Application Page 2 of 7

There are many applications for VoiceXML like voice portal, voice enabled interacts and contact centers, notification services and innovative telephony services. Among these voice portal is one of the popular one. It is a telephone service where callers dial a phone number to retrieve information such as weather, sports, stock, entertainment,etc.

The following diagram elucidates the actual working of the architecture for a voice portal.

Figure 2.2: Components of a VoiceXML application (from voiceXMLreview.org)

A voice portal is an interface between a caller and the information source which is a web server. A voice portal can host a wide variety of information by integrating an interactive voice service or speech recognition system, web based data and VoiceXML. Users an get access to content from different sources via one PSTN number.

The voice portal requires the following components to perform its function.

1. Text to speech (TTS) and speech recognition to navigate between content source and provide user input.

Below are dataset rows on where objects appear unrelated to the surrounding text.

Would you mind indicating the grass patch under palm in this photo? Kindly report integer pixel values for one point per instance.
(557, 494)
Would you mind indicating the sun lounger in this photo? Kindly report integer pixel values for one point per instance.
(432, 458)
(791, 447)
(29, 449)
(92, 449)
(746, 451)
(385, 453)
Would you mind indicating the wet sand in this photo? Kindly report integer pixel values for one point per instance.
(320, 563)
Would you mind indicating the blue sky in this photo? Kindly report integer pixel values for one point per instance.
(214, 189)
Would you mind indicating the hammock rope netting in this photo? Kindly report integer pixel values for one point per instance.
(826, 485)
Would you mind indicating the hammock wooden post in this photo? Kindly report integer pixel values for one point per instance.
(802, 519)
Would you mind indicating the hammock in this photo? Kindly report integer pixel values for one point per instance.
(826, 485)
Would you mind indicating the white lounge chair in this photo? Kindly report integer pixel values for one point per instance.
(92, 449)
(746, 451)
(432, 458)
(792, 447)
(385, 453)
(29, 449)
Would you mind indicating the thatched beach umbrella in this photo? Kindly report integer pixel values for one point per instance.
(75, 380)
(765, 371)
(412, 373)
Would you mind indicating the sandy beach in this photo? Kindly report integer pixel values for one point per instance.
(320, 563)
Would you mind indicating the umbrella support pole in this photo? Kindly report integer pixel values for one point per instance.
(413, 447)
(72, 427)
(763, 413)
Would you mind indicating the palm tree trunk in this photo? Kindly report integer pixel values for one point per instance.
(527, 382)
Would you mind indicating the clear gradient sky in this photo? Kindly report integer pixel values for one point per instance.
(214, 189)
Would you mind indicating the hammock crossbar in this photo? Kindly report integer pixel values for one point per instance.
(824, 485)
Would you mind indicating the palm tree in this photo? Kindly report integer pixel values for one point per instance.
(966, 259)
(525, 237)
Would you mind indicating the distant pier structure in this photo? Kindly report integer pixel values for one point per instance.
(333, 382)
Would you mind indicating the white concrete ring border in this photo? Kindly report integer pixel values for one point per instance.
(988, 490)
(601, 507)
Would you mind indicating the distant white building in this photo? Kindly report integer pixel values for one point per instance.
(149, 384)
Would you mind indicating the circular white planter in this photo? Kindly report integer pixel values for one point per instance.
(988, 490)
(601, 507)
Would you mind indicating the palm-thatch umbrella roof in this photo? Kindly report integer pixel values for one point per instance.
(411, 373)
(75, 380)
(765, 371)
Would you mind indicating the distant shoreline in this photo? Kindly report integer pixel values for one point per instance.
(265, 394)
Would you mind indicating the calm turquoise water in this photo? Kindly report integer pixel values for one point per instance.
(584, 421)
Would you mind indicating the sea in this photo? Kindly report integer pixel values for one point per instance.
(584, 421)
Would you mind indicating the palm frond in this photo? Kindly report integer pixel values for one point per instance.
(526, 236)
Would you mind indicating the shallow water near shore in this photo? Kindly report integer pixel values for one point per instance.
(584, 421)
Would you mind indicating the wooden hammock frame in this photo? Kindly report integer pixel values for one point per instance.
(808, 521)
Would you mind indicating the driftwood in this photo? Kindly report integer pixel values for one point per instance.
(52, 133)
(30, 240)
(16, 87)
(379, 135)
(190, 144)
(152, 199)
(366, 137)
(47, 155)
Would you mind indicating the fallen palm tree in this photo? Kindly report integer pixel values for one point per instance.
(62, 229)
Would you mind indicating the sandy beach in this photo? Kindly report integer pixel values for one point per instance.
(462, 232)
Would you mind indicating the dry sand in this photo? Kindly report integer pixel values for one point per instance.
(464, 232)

2. The web server platform that accesses URL pages or HTTP data delivered.

A voice server resides between the phone and the HTTP server which interprets the VoiceXML documents and acts as a middleware processor between the HTTP server and the phone. The VoiceXML interpreter contains the voice recognition and sysnthesis engines used to automate the conversation between the site and the caller. Any website can be a VoiceXML content server. No special hardware or software is required.

Here's how it works:

A caller places a call to a designated phone number. A computer on the voice site answers the call and retrieves the initial VoiceXML script from a VoiceXML content server, which can be located anywhere on the web. An interpreter on the voice site parses and executes the script by playing the prompts, capturing the resonses, and passing the responses to a speech recognition engine on the voice system.

Once the script has all the necessary responses from the caller, the interpreter translates them into a request to the VoiceXML content server. When the server receives the request, it returns a VoiceXML page; with either a canned response or a dynamically generated VoiceXML scripts, containing information requested by the caller. Responses are passed from the web server to the Voice site via HTTP. The process can continue, simulating a natural language conversation between the caller and the VoiceXML server.